First, a list of genes of interest was created from the TryTrip database (Aslett et al., 2010; Amos et al., 2022). All genes from T. cruzi CL Brener Esmeraldo-like strain, member of the pathogenic Discrete Typing Unit II (DTU II), were searched. We further selected genes which expression was above the 10% percentile in any of the samples of the three experiments where trypomastigote or amastigote samples were available (Smircich et al., 2015; Li et al., 2016; Belew et al., 2017). Additionally, genes were also selected if at least one peptide was detected in any of the two mass spectrometry proteomic experiments for trypomastigotes and/or amastigotes (Atwood et al., 2005; Marchini et al., 2011). Genes without a UniProtKB ID were discarded, since the AlphaFold Protein Structure Database only contains models with an entry in UniProtKB (The UniProt Consortium, 2021).

All protein models in PDB format for the T. cruzi CL Brener proteome were downloaded from the AlphaFold Protein Structure Database downloads section on October 20^th 2021 as a compressed tar file. Models with a UniProtKB ID that did not match any of the selected genes were discarded. Selected genes without a model were a consequence of their products’ length being larger than 2,700 residues, and since AlphaFold models were not available for such lengths, these were discarded too. Conversion to the pdbqt format used for docking was done with Open Babel (O’Boyle et al., 2011), adding hydrogens with a pH of 7.4 and using the Gasteiger method to add partial charges. Binding pocket prediction was performed using P2Rank (Krivák and Hoksza, 2018) with standard settings. Pockets with a probability score (as given by P2Rank) above 0.1 were considered as candidates for binding sites. For each model, the pocket with the highest probability score was selected as the binding site. Structures without predicted pockets, or predicted pockets with a probability score below 0.1, were discarded.

In order to assess the global model quality, the predicted Local Distance Difference Test (pLDDT) (Mariani et al., 2013) score of each α-carbon was extracted from the PDB files, and the proportion of residues with a pLDDT score above 70 (described as the threshold for good backbone prediction) (Tunyasuvunakool et al., 2021) was calculated. Only models with at least half of its total residues with a pLDDT score above 70 were considered for docking. Additionally, to assess the local quality of the binding pocket, the residues predicted to be part of the pocket by P2Rank were considered. Only models in which at least half of the residues in the pocket had a pLDDT score above 90 were kept. This stricter threshold is given by the fact that residues with a pLDDT score above 90 can be interpreted as having very high quality and correct side-chain orientation (Tunyasuvunakool et al., 2021). Finally, the Predicted Aligned Error (PAE) of the pocket residues was also analyzed. To do so, the mean PAE of each residue of the pocket (as specified by P2Rank) with the rest of the residues of the pocket was calculated, and the overall mean PAE was obtained. Any model with a mean pocket PAE above 5 Å was discarded.

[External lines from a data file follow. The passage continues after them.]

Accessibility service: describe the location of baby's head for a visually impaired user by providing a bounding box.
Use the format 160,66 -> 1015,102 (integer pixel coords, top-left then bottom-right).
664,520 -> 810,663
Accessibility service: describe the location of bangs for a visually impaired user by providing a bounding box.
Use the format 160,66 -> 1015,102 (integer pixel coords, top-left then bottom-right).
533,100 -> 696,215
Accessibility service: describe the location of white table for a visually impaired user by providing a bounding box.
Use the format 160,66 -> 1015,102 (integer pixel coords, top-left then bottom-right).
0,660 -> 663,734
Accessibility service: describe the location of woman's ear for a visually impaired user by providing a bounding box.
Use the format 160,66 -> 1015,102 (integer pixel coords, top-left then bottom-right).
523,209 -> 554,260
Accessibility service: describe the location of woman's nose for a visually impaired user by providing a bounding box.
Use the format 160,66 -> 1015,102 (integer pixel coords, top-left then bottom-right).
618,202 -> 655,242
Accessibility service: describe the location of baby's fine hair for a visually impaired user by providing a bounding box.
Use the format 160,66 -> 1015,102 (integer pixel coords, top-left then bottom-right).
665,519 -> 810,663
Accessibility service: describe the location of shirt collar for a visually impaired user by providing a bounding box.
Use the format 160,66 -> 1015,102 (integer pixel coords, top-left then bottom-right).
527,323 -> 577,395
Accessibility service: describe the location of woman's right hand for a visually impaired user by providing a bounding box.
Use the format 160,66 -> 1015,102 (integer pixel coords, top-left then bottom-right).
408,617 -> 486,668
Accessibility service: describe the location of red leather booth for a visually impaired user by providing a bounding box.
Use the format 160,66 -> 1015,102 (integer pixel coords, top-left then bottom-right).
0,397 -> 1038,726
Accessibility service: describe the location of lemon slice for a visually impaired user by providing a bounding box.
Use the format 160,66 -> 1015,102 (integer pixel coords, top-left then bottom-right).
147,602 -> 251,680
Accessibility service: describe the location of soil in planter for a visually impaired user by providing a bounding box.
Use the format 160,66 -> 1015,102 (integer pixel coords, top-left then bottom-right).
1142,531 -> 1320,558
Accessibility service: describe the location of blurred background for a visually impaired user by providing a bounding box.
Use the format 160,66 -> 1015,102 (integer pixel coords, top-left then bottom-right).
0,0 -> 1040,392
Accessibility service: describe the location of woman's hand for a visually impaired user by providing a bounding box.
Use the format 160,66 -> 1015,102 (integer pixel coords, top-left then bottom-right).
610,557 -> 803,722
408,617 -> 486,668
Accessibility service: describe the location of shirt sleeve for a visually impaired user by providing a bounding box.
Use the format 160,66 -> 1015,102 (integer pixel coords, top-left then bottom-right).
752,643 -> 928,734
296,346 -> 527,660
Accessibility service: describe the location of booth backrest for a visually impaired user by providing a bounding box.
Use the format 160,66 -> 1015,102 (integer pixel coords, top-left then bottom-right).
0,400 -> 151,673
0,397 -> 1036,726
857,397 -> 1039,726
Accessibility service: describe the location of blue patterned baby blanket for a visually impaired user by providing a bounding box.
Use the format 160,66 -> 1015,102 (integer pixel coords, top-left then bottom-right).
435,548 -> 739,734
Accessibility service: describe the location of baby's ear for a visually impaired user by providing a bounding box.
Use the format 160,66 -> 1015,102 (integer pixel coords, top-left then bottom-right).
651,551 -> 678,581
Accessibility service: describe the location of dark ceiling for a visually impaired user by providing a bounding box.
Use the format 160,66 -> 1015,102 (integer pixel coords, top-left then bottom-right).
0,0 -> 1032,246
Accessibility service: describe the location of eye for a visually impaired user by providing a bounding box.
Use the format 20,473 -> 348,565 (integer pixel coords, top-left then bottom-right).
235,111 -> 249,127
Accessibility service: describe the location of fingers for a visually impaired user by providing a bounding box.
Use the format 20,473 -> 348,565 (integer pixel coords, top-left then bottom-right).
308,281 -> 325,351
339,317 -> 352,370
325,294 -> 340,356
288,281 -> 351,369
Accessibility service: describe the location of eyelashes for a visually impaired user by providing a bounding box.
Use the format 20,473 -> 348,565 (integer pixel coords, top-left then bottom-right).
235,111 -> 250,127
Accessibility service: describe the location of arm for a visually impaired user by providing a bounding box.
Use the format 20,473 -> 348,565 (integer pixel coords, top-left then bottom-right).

In order to select suitable ligands, we undertook a search of publications in PubMed/MEDLINE and ClinicalTrials.gov databases. Searches in ClinicalTrials.gov were performed in January 2022 under the search term [Chagas disease]. We selected only those drugs in clinical trials with previously reported anti-T. cruzi activity ( Table S1 ). Searches in PubMed/MEDLINE were performed from September to November 2021 and were restricted to publications published between 2015 and 2021. The search terms used were [Trypanosoma cruzi] AND [Drug] OR [Compound] OR [Natural product]. We performed a manual revision to select those that included anti-T. cruzi activity in vivo and prioritized those compounds that had inhibited the parasite equally or superior to the reference drug BNZ in a chronic model of the infection ( Table S2 ). For those that were the result of chemical synthesis, we maintained the number of the compound reported in each publication and added a number from one to six to avoid name repetitions and to differentiate them ( Table S2 ). Ligand structures were downloaded from PubChem (Kim et al., 2021) as 3D SDF files where possible, otherwise they were downloaded either as 2D SDF files or drawn using Avogadro (Hanwell et al., 2012). For the latter two, the final 3D conformation was obtained by using Avogadro’s Auto Optimization tool, using the UFF force field with 4 steps per update and the Steepest Descent algorithm until the energy differential (dE) fell below 0.001 for several seconds. Conversion to pdbqt format was also done using Open Babel, assigning charges using the Gasteiger method. For compounds C8-3 and C26-6, this method proved to be unsuccessful due to having selenium atoms, for which the EEM method was used instead. The size of the binding box for each ligand was optimized according to Feinstein and Brylinski (Feinstein and Brylinski, 2015), using a radius of gyration to box side ratio of 0.35, and rounding up to the nearest integer. The radius of gyration for each ligand was calculated using the Python RDKit (Landrum et al., 2021) library Descriptors3D module.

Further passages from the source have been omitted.